When done with your basic workflow setup, you can place specific, labeled assets in the review queue. As this requires the assets to be labeled, first, let's simulate adding labels to some of our assets. The method will return the list of newly-added label IDs.

kili.append_labels(
    project_id=project_id,
    asset_external_id_array=["4.jpg"],
    json_response_array=[{"JOB_0": {"categories": [{"confidence": 100, "name": "OBJECT_B"}]}}],
    label_type="DEFAULT",
)

Now, let's place some assets in the review queue. The method will return a project ID and a list of asset IDs placed in the review queue.

kili.add_to_review(project_id=project_id, external_ids=["4.jpg"])

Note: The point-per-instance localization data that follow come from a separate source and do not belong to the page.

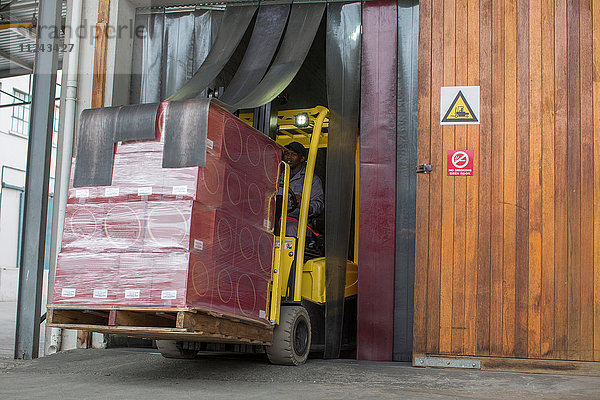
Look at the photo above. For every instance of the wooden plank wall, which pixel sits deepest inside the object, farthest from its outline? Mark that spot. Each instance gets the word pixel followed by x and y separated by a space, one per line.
pixel 508 261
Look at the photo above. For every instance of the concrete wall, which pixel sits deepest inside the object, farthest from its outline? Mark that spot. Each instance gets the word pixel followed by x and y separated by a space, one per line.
pixel 9 278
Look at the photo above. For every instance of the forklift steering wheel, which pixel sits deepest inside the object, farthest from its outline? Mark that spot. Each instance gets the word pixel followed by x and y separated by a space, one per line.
pixel 293 201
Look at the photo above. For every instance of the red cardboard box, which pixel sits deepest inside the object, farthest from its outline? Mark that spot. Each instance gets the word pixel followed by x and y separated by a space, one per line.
pixel 177 279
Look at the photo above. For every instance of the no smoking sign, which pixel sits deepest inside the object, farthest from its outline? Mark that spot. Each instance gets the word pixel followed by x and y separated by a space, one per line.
pixel 460 162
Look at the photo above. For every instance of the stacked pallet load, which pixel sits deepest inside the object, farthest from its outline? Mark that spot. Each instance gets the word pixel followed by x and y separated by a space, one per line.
pixel 198 237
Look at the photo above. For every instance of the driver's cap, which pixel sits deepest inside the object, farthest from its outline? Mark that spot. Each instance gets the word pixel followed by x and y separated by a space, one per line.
pixel 296 147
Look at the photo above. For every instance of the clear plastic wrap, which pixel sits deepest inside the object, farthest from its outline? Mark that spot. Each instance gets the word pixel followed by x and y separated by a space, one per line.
pixel 180 237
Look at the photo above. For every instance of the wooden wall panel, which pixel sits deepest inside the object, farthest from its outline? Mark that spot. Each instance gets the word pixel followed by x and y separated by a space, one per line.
pixel 497 133
pixel 435 188
pixel 547 294
pixel 510 178
pixel 511 260
pixel 471 266
pixel 560 180
pixel 596 114
pixel 485 173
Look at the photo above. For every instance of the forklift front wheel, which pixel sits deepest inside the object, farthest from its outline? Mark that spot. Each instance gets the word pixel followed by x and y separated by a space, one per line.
pixel 174 349
pixel 291 338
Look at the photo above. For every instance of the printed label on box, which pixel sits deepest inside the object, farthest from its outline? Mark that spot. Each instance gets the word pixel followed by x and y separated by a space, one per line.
pixel 100 293
pixel 132 294
pixel 111 192
pixel 82 193
pixel 179 189
pixel 168 294
pixel 145 191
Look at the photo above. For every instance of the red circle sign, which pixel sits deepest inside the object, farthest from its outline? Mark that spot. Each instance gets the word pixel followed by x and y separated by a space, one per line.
pixel 460 159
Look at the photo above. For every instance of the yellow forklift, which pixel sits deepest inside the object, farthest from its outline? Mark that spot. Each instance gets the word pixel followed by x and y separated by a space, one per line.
pixel 298 292
pixel 297 299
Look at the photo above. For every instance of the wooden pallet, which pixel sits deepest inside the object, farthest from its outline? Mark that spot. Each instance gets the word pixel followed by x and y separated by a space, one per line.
pixel 160 323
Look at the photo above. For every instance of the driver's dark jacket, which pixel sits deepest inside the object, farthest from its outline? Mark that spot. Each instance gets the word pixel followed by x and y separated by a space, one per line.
pixel 316 192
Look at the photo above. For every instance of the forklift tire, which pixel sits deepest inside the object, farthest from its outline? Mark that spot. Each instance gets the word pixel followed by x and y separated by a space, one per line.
pixel 291 338
pixel 173 349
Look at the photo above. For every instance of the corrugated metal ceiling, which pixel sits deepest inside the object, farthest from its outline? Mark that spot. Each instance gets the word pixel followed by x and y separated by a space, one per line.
pixel 17 44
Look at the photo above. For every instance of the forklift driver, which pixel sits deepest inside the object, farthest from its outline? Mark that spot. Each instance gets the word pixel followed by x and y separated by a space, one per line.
pixel 295 156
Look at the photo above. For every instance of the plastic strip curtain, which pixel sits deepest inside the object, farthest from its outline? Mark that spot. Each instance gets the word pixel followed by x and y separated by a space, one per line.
pixel 269 27
pixel 343 92
pixel 303 24
pixel 233 26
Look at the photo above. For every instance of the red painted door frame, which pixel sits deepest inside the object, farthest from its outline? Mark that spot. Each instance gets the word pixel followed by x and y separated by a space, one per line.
pixel 377 225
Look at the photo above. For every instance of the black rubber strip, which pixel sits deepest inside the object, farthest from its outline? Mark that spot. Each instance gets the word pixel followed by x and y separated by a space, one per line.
pixel 301 29
pixel 136 122
pixel 343 48
pixel 268 29
pixel 233 26
pixel 95 147
pixel 186 126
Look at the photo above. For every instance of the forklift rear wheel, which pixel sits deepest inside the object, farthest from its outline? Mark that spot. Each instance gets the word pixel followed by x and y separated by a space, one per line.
pixel 174 349
pixel 291 338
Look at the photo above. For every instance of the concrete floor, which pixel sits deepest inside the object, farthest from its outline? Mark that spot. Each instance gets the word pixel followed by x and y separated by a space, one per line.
pixel 128 374
pixel 141 374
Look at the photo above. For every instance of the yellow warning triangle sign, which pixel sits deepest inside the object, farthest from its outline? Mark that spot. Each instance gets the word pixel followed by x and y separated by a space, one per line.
pixel 460 110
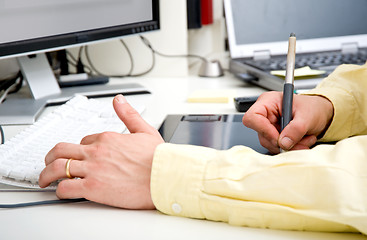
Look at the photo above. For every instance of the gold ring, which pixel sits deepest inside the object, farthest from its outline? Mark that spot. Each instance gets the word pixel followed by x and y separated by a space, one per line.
pixel 67 168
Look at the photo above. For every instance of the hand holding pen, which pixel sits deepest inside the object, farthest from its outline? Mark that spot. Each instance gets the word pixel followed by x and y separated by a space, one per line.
pixel 287 105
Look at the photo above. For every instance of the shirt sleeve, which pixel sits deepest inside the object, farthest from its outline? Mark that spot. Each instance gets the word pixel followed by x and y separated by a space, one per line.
pixel 323 189
pixel 346 88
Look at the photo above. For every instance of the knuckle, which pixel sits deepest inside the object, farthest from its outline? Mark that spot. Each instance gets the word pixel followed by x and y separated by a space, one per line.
pixel 57 164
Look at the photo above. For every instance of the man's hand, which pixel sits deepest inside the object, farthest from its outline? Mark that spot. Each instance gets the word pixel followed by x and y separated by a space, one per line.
pixel 108 168
pixel 311 116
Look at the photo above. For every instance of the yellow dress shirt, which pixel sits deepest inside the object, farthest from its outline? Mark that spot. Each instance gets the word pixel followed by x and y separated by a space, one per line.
pixel 322 189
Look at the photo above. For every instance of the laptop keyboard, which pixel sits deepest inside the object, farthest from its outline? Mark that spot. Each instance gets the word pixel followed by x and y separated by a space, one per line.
pixel 323 61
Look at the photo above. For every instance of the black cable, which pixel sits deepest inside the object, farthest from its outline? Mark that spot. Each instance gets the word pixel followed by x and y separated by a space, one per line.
pixel 80 65
pixel 47 202
pixel 2 135
pixel 149 45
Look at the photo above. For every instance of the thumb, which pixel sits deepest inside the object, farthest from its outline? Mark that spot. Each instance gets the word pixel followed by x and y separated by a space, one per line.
pixel 292 134
pixel 131 118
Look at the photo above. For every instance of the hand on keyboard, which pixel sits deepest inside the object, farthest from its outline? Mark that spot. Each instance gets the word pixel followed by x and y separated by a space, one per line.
pixel 110 168
pixel 22 157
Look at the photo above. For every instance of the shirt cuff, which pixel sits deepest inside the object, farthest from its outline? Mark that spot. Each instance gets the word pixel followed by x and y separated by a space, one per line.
pixel 177 192
pixel 344 109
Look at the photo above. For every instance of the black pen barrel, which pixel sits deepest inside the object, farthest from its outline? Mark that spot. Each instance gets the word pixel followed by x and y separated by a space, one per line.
pixel 287 105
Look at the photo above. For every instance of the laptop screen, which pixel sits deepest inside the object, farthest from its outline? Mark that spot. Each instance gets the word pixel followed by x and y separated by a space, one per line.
pixel 270 21
pixel 266 21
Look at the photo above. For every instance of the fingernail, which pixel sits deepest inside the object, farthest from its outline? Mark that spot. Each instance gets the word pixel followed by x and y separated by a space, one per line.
pixel 286 143
pixel 120 99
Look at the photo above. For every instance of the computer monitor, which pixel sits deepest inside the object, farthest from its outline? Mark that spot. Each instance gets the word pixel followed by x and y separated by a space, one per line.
pixel 32 28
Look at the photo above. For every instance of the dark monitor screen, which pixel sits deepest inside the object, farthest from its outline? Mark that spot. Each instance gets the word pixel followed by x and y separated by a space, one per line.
pixel 29 29
pixel 29 26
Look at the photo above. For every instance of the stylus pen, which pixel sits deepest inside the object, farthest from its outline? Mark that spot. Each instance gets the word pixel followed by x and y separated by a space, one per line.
pixel 289 83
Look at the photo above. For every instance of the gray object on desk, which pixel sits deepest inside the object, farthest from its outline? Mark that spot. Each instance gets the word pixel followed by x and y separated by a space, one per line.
pixel 216 131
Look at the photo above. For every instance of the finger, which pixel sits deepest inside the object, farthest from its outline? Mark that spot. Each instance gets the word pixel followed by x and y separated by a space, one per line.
pixel 57 170
pixel 89 139
pixel 306 143
pixel 64 150
pixel 264 128
pixel 274 149
pixel 70 188
pixel 132 119
pixel 293 133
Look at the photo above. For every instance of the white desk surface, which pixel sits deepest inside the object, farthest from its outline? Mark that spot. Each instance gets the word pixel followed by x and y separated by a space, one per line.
pixel 89 220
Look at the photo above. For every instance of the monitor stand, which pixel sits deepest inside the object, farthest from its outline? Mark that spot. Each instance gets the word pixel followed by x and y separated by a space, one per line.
pixel 25 106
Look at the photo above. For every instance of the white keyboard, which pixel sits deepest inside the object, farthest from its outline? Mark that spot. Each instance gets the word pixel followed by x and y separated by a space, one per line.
pixel 22 158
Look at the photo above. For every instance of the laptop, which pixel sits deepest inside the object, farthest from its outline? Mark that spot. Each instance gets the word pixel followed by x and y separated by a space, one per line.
pixel 219 131
pixel 329 33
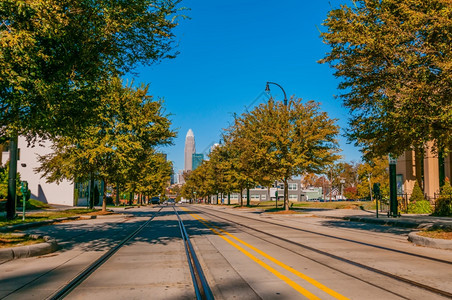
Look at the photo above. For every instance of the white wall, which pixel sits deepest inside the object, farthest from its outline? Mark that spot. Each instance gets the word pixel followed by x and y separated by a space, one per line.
pixel 51 193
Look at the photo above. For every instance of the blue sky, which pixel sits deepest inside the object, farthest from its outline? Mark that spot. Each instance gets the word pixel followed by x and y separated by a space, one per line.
pixel 228 51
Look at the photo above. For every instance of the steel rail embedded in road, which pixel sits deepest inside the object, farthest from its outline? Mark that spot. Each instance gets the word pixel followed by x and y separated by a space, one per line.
pixel 202 288
pixel 357 264
pixel 66 289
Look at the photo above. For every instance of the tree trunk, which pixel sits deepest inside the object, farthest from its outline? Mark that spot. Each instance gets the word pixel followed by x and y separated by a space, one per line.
pixel 117 194
pixel 130 198
pixel 286 194
pixel 91 191
pixel 419 164
pixel 248 196
pixel 104 196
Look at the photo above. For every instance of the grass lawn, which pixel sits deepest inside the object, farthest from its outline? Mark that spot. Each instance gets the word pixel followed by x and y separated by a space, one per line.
pixel 269 206
pixel 8 240
pixel 437 234
pixel 49 215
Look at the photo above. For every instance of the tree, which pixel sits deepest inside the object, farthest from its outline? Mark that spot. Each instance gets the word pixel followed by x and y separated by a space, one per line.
pixel 130 124
pixel 418 203
pixel 371 172
pixel 278 142
pixel 57 55
pixel 394 59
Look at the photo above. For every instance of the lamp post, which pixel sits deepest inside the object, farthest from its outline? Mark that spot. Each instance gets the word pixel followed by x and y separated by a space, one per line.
pixel 342 188
pixel 267 89
pixel 392 187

For more information on asset statuses, refer to our documentation.

Sending an asset back to the labeling queue

You can also send specific labeled assets back to the labeling queue.

kili.send_back_to_queue(project_id=project_id, external_ids=["4.jpg"])
{'id': 'clm0sxbgb05hf082tcq813zrc', 'asset_ids': ['clm0sxcpf0003ojvzcrha754l']}

For more information on asset statuses, refer to our documentation.

Cleanup

We can remove the project that we created:

kili.delete_project(project_id)
'clm0sxbgb05hf082tcq813zrc'

Summary

Done!

We have learned how to handle the review workflow, set up consensus and honeypot in a project, assign specific labelers to specific assets, and how to prioritize assets in the labeling queue.